John Roberts, the Chief Justice of the Supreme Court of the United States, proved why he deserves his position.

The man understands the law and can articulate his views persuasively and with clarity.


WASHINGTON, March 6 -- The Supreme Court on Monday upheld a law that cuts federal financing for universities if they do not give military recruiters the same access to students that other potential employers receive. The court ruled that the law does not violate the free-speech rights of universities that object to the military's exclusion of gay men and lesbians who are open about their sexual orientation.

The opinion by Chief Justice John G. Roberts Jr. was unanimous.

It was a setback, although hardly an unexpected one, to a coalition of law schools that brought the constitutional challenge, as well as to the Association of American Law Schools, which represents nearly all accredited law schools and since 1991 has required adherence to a nondiscrimination policy on sexual orientation as a condition of membership.

Many law schools initially chose to comply with the association's policy by barring military recruiters or by taking such steps as refusing to help the recruiters schedule appointments or relegating them to less favorable locations for meeting with students.

Congress responded with a series of increasingly punitive measures, all known as the Solomon Amendment, culminating in the 2004 statute at issue in the case. It requires access for military recruiters "that is at least equal in quality and scope" to access for other employers, on pain of forfeiting grants to the entire university from eight federal agencies, including the Departments of Defense, Education, and Health and Human Services.

With hundreds of millions of dollars at stake, all but a handful of law schools yielded. Nearly three dozen banded together as the Forum for Academic and Institutional Rights and turned to the courts.

Carl C. Monk, executive director of the law school association, said in an interview on Monday that the group would continue to require its member schools to engage in "significant" activities to counter the impact of the Solomon Amendment, such as organizing faculty forums at which the military's policy could be analyzed and challenged.

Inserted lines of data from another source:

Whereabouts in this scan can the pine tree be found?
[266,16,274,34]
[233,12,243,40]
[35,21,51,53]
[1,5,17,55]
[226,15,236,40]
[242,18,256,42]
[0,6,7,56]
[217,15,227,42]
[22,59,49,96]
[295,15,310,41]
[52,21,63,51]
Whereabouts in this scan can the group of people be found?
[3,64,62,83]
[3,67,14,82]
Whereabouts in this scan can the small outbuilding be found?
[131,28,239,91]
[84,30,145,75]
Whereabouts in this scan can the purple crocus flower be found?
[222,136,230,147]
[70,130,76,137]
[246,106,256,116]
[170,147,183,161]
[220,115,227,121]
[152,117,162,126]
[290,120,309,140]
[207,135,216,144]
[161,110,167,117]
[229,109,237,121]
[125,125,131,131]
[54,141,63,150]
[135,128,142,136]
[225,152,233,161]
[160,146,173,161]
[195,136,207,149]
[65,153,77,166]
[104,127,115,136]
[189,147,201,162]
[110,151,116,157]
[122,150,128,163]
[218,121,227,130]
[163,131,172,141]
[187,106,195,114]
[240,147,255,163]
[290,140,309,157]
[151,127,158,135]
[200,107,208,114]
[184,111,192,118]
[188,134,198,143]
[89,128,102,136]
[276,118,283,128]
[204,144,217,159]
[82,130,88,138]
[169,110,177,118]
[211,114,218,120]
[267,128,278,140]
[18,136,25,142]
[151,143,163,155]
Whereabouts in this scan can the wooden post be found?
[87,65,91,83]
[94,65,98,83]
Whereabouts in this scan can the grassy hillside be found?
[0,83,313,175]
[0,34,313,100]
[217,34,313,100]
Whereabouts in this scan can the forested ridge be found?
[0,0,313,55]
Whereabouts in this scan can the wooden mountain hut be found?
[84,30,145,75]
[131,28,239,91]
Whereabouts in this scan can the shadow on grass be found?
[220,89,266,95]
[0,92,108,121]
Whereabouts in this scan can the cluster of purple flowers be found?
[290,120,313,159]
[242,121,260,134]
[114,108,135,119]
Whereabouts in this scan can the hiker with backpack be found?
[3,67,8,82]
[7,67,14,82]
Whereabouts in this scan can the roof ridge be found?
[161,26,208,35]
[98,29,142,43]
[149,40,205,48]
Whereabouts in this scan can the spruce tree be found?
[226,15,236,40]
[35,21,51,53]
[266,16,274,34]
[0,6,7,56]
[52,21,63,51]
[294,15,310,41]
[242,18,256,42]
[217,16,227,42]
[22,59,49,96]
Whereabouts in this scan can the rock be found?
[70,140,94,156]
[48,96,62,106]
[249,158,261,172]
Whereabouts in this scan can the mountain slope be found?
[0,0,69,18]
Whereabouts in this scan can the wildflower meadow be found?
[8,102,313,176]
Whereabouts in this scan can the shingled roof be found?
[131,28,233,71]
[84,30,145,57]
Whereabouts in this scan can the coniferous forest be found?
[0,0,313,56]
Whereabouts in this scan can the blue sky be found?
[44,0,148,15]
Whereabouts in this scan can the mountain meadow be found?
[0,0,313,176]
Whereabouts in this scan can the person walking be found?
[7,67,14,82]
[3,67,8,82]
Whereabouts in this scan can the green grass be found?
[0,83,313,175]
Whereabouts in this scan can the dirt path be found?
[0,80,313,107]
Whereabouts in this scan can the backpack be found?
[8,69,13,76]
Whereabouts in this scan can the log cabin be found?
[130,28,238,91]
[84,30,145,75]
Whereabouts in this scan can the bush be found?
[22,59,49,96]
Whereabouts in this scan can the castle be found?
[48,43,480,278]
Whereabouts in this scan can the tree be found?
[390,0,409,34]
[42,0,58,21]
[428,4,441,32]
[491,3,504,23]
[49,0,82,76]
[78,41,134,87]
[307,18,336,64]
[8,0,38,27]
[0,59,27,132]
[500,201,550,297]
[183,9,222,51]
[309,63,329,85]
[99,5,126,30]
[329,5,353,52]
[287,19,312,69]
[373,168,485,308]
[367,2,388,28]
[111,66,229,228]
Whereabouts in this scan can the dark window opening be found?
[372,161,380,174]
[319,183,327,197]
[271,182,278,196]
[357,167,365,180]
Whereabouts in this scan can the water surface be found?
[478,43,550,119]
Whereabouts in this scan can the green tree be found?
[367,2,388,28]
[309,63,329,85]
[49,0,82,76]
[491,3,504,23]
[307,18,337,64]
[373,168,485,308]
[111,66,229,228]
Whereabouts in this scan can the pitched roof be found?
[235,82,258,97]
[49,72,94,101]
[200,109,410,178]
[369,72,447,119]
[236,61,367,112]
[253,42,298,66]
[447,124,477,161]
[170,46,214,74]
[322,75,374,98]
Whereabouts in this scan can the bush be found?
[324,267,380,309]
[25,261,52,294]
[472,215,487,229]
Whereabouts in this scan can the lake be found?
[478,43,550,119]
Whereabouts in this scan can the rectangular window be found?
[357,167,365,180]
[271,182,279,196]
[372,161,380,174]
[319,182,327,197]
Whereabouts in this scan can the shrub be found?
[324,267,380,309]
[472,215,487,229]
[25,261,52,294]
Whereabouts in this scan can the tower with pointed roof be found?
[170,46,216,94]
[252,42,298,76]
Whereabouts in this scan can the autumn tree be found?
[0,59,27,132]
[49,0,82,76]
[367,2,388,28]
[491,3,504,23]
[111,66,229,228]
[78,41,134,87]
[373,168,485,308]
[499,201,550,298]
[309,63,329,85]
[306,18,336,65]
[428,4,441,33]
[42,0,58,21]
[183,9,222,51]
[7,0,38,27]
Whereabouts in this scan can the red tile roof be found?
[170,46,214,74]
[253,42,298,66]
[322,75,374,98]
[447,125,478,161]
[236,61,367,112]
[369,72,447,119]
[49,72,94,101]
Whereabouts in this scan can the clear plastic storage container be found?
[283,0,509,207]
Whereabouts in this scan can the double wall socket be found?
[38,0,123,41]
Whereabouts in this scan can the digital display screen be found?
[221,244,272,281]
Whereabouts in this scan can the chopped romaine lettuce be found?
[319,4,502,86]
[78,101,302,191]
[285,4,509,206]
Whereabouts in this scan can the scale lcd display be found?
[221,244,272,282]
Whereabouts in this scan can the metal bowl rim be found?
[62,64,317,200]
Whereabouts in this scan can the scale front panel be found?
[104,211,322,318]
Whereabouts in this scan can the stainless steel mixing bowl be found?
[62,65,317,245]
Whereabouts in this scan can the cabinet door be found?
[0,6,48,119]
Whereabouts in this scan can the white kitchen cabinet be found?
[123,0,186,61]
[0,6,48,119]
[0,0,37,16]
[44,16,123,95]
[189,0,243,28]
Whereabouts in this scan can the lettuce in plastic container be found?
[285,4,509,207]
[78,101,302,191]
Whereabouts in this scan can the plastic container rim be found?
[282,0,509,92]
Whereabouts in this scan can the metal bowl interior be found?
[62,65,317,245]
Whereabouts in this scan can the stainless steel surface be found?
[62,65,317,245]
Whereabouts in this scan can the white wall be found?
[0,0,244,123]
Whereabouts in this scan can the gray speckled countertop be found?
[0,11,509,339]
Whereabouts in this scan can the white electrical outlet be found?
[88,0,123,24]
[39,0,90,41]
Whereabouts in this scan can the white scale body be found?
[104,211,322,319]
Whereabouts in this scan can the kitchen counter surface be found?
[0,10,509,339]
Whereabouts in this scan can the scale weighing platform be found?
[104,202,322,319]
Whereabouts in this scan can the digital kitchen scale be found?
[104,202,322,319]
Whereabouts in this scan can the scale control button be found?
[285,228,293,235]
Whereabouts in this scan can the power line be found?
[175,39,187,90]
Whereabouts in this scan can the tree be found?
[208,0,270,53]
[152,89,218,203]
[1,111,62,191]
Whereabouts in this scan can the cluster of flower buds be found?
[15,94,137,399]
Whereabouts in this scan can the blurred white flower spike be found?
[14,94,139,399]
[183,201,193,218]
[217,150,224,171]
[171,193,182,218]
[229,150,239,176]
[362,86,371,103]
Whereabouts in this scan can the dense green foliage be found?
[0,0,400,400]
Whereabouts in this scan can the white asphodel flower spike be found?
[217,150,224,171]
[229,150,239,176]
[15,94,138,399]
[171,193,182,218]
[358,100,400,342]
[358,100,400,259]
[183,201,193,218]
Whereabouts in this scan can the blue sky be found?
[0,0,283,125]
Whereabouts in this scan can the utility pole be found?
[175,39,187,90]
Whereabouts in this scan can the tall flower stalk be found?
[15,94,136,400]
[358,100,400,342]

The plaintiffs had persuaded the federal appeals court in Philadelphia that the Solomon Amendment imposed an "unconstitutional condition" on the universities' receipt of federal money by requiring them to surrender their First Amendment rights and become involuntary carriers of the government's anti-gay message.

But Chief Justice Roberts said on Monday that the plaintiffs' theory of the case, as well as the opinion by the United States Court of Appeals for the Third Circuit, was based on a fundamental misperception about what the Solomon Amendment was imposing.

"As a general matter, the Solomon Amendment regulates conduct, not speech," the chief justice said. "It affects what law schools must do — afford equal access to military recruiters — not what they may or may not say."

Read more.

This guy is good.

He actually interprets the law and
stays awake!

Very refreshing.

To the anti-military elite populating universities and sitting in positions of authority, this was a defeat. Not only was it a defeat, the decision against the anti-military brigade was unanimous. Even ultra-liberal Justice Ginsburg had to agree with Roberts.

It's a new day. I think that the Supreme Court is in good hands. I'm certain.


We can thank George W. Bush for nominating John Roberts and Samuel Alito.

Supreme Court nominations are the legacy that keep on giving.